This happened to me on Thursday in the most mundane and unexpected circumstances.

Due to fly to Zurich on Friday for a work trip, I was busy booking some parking at Heathrow Terminal 5 on-line and all was going well until it asked me to fill in the registration number of the car I would be arriving in for the benefit of its booking and numberplate recognition systems.

Let's get this trip into perspective: it involved driving from Putney to Heathrow (all of 15 miles that can take hours at the wrong time of day) at 4am on a gruesome winter's still-dark morning, leaving a car in a concrete monstrosity for the day and then driving back into town at the worst possible time, Friday rush hour.

There was no sane reason not to just plug in the details for the Merc family wagon and be done with it.

Yet, the cursor was hovering over the box because I knew in the back of my mind that when the time came I would want to go in my Jensen.

Yes, the Jensen, the one that I lose money on for every mileage claim, the one that sometimes doesn't like starting, the one that would be rather more likely of the two to leave me at the side of the M4 awaiting recovery while a flight to a very important meeting took off sans Elliott.

So, naturally, I filled in the details for the Jensen, had a great run on deserted roads and even survived the hell of London rush hour on the way back.

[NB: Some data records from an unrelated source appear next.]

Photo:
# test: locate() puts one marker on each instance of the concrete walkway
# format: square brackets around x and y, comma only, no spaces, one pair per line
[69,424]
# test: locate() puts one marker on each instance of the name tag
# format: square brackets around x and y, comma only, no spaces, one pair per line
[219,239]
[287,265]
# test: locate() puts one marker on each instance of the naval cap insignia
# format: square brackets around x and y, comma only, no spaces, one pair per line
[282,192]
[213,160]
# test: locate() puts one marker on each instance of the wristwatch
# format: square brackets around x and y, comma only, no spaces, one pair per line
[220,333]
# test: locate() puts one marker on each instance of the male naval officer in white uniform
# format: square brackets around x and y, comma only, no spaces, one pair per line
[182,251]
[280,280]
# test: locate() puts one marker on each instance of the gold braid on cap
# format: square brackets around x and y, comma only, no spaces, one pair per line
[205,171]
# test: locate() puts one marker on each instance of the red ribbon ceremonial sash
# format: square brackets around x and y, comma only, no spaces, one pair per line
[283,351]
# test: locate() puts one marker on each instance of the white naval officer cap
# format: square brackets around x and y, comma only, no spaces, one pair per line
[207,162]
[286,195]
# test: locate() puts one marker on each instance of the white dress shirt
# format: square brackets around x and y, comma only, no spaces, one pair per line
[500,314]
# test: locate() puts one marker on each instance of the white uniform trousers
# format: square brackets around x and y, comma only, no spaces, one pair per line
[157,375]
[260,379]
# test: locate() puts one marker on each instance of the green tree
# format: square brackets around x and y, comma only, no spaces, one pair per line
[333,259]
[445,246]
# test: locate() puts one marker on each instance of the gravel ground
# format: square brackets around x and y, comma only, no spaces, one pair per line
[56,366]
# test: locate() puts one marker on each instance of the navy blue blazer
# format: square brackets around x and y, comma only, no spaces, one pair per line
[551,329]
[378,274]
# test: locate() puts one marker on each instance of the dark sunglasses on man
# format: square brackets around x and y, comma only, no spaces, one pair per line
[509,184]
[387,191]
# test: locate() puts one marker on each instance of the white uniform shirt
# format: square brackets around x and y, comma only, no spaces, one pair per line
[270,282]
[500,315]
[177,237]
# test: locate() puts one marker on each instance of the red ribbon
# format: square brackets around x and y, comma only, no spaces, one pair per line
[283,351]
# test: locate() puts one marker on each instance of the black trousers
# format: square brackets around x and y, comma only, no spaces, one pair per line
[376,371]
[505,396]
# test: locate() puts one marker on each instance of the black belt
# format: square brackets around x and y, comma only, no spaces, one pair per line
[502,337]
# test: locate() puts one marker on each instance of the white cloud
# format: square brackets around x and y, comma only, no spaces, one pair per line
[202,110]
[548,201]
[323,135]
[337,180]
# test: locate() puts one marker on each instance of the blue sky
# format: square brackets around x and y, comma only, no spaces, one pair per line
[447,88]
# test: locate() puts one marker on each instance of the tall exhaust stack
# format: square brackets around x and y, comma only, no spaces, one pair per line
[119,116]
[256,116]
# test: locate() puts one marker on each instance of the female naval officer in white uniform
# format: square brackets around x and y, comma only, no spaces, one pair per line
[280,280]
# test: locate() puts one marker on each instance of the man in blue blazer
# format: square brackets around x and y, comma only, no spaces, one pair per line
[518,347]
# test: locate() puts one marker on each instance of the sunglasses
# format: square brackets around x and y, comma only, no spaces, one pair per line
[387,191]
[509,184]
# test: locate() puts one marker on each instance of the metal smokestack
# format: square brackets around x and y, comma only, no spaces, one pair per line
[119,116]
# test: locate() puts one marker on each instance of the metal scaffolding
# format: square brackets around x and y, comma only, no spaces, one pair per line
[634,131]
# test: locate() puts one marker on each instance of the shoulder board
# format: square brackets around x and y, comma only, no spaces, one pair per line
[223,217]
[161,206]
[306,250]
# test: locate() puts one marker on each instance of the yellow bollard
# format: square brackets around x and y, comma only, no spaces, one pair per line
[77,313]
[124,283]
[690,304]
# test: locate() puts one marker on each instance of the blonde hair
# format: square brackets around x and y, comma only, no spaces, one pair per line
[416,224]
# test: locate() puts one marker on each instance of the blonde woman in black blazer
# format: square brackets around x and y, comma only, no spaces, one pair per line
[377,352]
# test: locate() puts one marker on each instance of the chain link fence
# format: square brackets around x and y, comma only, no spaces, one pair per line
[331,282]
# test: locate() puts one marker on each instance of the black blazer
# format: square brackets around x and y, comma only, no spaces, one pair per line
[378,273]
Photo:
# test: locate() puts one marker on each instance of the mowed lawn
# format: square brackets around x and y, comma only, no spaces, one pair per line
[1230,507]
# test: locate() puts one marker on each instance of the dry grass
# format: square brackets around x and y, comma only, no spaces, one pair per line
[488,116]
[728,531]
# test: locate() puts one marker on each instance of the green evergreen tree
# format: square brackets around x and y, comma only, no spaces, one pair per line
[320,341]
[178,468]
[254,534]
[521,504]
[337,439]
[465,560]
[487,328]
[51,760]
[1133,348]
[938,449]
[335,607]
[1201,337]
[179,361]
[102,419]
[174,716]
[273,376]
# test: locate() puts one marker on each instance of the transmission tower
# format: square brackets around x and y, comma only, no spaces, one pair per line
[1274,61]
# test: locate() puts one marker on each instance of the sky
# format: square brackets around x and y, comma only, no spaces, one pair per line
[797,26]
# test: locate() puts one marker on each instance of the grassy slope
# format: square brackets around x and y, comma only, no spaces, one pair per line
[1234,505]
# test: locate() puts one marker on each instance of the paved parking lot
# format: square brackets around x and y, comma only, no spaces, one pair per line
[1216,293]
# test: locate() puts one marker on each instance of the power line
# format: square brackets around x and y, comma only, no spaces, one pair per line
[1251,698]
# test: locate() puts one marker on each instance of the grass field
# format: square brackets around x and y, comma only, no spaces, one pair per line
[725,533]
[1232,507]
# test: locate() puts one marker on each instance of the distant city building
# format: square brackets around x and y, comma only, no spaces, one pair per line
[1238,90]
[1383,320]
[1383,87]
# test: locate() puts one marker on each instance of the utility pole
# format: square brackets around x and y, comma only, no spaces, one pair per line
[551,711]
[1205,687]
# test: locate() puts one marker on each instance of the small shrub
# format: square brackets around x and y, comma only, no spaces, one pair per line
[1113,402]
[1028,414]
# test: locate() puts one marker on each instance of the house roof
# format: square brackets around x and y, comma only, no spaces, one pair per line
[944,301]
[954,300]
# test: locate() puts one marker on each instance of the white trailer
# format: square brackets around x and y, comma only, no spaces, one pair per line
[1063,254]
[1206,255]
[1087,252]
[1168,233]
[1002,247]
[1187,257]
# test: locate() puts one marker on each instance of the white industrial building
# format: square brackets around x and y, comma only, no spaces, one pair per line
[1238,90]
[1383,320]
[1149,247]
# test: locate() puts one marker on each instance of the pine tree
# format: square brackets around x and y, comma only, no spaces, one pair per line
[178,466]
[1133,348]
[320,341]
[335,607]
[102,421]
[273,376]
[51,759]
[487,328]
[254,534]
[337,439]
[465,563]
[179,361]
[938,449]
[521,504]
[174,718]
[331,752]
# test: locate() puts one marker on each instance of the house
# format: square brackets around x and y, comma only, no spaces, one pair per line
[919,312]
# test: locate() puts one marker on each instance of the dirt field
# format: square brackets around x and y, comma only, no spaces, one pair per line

I wasn't trying to be some sort of classic-driving hero, there just wouldn't be any point: I wasn't going to see or be seen by anybody at that time of day, it was as uninteresting a journey as is imaginable, and it wasn't like I was going to come away with an epic anecdote to regale people with.

Add to that the fact that although I am not a natural risk-taker – if I keep playing this sort of Russian Roulette with important business meetings  eventually I am going to shoot myself – and my decision seems utterly bizarre. Inexplicable.

But really it is very simple: I leave the house, I see a Mercedes wagon and a Jensen and, despite all the inconveniences, costs and potential pitfalls, I am happy to suffer them all to enjoy the experience of the latter – or not experience the non-experience of the former – whatever the weather, whatever the journey, whatever the risk.

Of course, the irony was that the whole trigger of this soul-searching was rendered a little pointless by the fact that it turns out T5s state-of-the-art cameras can't read non-reflective plates!